In contrast, when departures are more amicable, companies typically ensure that the characterization of the outgoing executive’s separation is focused on a new opportunity or retirement so there’s no risk of negative assumptions in the absence of communications about a “job well done” and positive wishes in future endeavors, noted McCants.

Jabil did not comment in response to a request. Wilson did not respond to Fortune’s attempts to reach him. 

Wilson’s exit earned him a 10 on “The Push-Out Score” from independent research firm Exechange, which tracks executive departures and ranks on a scale of 0 to 10 whether a CEO or CFO was forced out or pressured to resign rather than left voluntarily. Wilson’s age, 58, plus his short tenure in the CEO role, and the form and language of the notice all contributed to the score, Exechange researcher Daniel Schauber wrote in the firm’s April report. “The constellation of all the aforementioned warning signals leaves little room for interpretation and indicates that Wilson was under pressure to leave his post as CEO,” he explained.

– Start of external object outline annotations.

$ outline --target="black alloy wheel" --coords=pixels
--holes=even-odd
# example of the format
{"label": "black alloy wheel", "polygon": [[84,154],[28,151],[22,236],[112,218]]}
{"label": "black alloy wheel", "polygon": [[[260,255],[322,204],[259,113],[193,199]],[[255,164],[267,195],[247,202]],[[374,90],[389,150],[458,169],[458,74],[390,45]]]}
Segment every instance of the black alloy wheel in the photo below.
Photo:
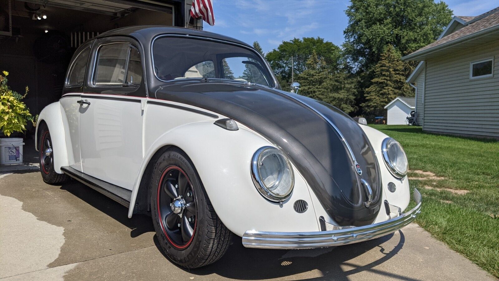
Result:
{"label": "black alloy wheel", "polygon": [[172,166],[163,172],[158,186],[158,215],[168,242],[179,250],[191,244],[197,215],[192,184],[185,172]]}
{"label": "black alloy wheel", "polygon": [[215,262],[227,252],[231,232],[217,215],[192,161],[174,146],[152,160],[151,214],[161,249],[185,268]]}

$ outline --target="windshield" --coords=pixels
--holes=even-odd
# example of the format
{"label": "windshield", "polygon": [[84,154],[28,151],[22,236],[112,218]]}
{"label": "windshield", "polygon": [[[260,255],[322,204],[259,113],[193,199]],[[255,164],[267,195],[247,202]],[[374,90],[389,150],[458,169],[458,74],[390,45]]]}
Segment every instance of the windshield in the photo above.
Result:
{"label": "windshield", "polygon": [[153,46],[154,72],[161,80],[218,78],[273,87],[265,63],[250,49],[207,40],[158,38]]}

Wilson’s departure comes as public ratings of Jabil on employee review platform Indeed have trended downward from 3.04 in 2022 to 2.92 in 2024, out of 3,900 reviews and with 5.0 as the highest. Jabil ranked below average in Indeed’s work wellbeing survey, scoring a 68. Overall, the company scored a 3.8 out of 5.0 on both Indeed and employee platform Glassdoor. Among the categories that employees can review, including work-life balance, pay, culture and job security, management scored the second-lowest, at 3.5.

An April review from a former Jabil recruiting coordinator in St. Petersburg, Fla., said it was mostly “a boys club with terrible communication.” An inspector currently at the company in Elmira, New York, said they loved the job but felt they were treated poorly. “All about who you know, who you are friends with, related to, or who you are dating,” the employee wrote. “HR is biased, good luck receiving any help when you are having any issue with a coworker or supervisor.”

However, other reviewers awarded the company five stars and said it was a great place to work with “outstanding” management, good pay and benefits, and a professional workplace culture. Wilson had an 86% approval rating on Glassdoor.

His departure led to a full-scale shakeup at Jabil, which was another refrain among the constructive criticism employees had for the company. “Form some actual strategy around our vision statement. Stop randomly reorganizing in hopes of finding a savior,” wrote an employee on Comparably in a review directed at company leadership.

Jabil appointed CFO Michael Dastoor as interim CEO during the investigation, and on May 18, the board named Dastoor CEO to replace Wilson. To replace Dastoor, the new CFO is Gregory Hebard, the company’s former treasurer.

And Steven Borges, an executive who had taken leave as part of a planned retirement and had entered a mutual separation agreement, returned to his role on May 18 under the title of executive vice president of the company’s global business units. Jabil extended Borges’ employment with an amendment to his initial deal to retire. That separation agreement did not include the media provision included in Wilson’s deal.